发布于 2025-02-08 06:46:18 字数 546 浏览 1 评论 0 原文

https://flyte.org/ 说这是

,用于规模的复杂,关键任务数据和机器学习过程的工作流程自动化平台

,我经过了很多文档,我看不到为什么它是“数据和机器学习”。在我看来,这是一个工作流程管理器,在容器兰花(这里是kubernetes)之上,工作流管理器的意思是,我可以定义有向的无环形图(DAG),然后将DAG节点部署为容器,而DAG则是DAG是跑步。

当然,这对于“数据和机器学习”很有用,很重要,但是我不妨将其用于任何其他微服务DAG。除了功能/详细信息外,这与 https://spark.apache.org

作为软件成就,我应该记住什么?

https://flyte.org/ says that it is

The Workflow Automation Platform for Complex, Mission-Critical Data and Machine Learning Processes at Scale

I went through quite a bit of documentation and I fail to see why it is "Data and Machine Learning". It seem to me that it is a workflow manager on top of a container orchastration (here Kubernetes), where workflow manager means, that I can define a Directed Acyclic Graphs (DAG) and then the DAG nodes are deployed as containers and the DAG is run.

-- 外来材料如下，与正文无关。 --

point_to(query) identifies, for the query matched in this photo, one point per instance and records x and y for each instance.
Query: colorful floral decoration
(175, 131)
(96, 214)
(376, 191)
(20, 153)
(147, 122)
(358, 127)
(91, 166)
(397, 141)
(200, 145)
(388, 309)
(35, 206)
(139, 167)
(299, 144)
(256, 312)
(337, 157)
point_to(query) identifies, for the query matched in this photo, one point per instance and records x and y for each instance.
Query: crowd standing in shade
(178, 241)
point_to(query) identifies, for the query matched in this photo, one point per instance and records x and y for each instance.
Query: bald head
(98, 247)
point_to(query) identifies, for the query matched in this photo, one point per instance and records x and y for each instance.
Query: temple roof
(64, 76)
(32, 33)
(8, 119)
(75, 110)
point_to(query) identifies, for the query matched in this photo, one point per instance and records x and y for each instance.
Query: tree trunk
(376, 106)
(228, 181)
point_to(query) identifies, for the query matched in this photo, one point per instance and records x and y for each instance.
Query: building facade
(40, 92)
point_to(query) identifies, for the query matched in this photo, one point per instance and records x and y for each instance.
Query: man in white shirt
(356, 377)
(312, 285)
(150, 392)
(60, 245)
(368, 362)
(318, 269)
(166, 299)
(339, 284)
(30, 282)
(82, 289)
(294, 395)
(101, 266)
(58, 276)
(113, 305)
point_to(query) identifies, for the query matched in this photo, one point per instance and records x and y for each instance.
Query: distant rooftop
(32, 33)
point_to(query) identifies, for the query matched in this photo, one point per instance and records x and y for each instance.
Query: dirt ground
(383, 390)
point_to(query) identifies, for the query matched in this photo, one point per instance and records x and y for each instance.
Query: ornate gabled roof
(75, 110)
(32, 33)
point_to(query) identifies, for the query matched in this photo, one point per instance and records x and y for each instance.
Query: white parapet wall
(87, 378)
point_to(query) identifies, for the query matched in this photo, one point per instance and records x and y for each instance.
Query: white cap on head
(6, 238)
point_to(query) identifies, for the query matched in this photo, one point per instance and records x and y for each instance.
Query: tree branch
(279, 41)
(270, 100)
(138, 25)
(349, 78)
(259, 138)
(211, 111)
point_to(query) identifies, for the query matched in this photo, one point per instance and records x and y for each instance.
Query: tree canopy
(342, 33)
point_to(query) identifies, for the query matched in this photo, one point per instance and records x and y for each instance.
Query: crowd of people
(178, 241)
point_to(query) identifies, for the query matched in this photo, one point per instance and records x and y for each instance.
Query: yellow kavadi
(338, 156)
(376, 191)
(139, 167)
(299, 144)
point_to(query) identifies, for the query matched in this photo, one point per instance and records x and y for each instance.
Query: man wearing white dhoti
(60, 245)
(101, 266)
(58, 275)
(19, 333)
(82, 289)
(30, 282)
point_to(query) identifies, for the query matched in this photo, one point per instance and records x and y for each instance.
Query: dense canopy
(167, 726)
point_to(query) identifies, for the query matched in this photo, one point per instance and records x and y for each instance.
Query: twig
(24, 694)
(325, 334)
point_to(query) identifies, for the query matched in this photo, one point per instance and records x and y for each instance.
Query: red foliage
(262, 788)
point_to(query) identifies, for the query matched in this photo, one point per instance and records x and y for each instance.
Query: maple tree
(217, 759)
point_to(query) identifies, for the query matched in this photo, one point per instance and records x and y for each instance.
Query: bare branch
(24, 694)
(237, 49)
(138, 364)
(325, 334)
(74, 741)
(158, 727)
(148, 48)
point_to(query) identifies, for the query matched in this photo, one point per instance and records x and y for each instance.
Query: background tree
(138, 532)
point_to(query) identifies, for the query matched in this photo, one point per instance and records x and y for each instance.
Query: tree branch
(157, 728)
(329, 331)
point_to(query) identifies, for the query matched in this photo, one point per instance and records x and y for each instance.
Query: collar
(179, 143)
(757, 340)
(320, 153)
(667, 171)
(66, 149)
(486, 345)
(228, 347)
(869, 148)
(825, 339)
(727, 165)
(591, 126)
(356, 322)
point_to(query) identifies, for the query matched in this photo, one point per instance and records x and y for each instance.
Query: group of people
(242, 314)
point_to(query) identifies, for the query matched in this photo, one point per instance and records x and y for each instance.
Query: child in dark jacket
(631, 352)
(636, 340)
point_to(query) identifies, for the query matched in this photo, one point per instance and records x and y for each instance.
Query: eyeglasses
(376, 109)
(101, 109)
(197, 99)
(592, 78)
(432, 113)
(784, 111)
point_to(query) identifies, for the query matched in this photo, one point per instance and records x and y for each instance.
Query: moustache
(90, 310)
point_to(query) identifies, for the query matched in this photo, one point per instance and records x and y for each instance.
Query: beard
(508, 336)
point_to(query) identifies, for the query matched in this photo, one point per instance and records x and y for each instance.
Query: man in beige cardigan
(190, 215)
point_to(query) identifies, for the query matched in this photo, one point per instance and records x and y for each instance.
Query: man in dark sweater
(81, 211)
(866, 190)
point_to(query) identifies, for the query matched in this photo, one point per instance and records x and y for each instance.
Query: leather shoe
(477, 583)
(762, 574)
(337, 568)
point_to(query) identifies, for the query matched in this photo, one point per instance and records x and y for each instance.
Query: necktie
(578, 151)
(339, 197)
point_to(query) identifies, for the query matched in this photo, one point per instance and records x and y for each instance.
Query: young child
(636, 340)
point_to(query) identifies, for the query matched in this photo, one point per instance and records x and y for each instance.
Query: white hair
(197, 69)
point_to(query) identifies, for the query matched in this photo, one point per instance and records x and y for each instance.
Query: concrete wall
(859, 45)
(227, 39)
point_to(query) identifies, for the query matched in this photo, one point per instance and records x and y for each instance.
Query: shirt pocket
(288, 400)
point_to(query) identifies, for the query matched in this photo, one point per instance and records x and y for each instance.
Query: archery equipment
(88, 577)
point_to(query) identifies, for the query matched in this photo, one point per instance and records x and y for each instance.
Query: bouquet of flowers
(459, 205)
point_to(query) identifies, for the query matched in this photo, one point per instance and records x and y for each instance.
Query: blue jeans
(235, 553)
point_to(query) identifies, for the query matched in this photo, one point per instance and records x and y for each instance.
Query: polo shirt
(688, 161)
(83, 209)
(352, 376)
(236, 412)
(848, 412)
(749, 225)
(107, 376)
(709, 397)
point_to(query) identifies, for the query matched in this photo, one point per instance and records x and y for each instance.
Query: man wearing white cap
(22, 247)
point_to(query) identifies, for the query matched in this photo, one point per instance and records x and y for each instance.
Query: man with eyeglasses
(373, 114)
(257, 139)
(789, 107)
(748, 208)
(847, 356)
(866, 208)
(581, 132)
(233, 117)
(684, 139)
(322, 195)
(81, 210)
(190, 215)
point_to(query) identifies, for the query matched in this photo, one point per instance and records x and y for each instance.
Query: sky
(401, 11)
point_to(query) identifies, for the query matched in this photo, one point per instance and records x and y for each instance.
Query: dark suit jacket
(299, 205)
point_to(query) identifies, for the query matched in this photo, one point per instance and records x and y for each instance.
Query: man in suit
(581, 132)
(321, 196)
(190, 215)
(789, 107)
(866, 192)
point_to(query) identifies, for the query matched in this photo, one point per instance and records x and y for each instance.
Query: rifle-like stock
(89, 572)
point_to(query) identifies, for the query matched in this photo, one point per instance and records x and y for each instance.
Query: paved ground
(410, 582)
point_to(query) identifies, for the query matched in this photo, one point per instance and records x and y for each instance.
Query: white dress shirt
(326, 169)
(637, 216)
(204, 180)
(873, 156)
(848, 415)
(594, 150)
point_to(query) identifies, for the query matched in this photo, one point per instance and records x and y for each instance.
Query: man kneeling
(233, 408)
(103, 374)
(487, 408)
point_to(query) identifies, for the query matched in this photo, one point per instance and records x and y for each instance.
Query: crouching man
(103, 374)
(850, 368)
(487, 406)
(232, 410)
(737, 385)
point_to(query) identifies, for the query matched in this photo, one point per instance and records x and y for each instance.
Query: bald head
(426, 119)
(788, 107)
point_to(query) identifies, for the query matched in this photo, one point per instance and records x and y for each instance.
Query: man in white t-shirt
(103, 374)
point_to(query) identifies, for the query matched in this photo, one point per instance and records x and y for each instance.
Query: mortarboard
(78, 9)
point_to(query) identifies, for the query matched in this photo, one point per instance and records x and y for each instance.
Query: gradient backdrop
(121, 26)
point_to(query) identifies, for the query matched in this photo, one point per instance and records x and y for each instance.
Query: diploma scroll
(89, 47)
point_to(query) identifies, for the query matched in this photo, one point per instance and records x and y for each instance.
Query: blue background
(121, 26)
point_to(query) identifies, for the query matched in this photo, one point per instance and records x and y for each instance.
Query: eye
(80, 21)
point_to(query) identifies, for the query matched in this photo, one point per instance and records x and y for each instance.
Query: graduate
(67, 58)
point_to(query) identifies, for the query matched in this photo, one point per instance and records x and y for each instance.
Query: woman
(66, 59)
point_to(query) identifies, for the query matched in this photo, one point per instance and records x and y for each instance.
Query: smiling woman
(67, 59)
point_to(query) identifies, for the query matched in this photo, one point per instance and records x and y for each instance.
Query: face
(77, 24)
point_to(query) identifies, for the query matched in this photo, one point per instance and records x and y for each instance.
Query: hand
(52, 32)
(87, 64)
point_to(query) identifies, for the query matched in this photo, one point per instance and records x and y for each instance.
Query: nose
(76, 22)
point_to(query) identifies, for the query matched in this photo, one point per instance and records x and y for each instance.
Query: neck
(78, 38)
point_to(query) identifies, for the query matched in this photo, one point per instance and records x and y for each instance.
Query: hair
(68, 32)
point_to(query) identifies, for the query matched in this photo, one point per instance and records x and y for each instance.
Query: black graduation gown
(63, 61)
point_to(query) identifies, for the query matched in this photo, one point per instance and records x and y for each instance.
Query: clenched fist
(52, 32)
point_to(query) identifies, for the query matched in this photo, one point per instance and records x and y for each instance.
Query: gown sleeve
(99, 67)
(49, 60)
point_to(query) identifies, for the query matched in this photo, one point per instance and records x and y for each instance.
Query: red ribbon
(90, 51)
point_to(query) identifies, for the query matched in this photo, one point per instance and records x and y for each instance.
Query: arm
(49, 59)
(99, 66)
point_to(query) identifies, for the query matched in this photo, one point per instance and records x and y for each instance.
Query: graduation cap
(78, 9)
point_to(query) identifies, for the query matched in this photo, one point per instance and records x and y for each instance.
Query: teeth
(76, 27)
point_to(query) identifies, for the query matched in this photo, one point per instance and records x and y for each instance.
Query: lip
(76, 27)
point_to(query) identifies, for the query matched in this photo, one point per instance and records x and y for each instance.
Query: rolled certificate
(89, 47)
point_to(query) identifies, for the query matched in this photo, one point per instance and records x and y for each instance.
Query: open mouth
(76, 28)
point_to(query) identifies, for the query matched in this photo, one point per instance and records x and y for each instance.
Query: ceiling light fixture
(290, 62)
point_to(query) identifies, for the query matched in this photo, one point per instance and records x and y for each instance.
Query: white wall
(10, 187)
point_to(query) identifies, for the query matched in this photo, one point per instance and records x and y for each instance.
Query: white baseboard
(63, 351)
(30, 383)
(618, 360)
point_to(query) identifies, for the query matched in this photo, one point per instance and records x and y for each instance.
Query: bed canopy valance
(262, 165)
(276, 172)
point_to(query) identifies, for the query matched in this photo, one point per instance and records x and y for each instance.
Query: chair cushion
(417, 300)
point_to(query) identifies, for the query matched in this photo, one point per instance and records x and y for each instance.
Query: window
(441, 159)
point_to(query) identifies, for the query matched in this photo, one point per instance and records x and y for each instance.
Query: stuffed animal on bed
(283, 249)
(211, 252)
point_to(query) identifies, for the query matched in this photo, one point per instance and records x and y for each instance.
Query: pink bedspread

Of course this is usefull and important for "Data and Machine Learning", but I might as well use it for any other microservice DAG with this. Except for features/details, how is this different than https://airflow.apache.org or other workflow managers (of which there are many). There are even more specialized workflow managers for "Data and Machine Learning", e.g., https://spark.apache.org.

What should I keep in mind as a Software Achitect?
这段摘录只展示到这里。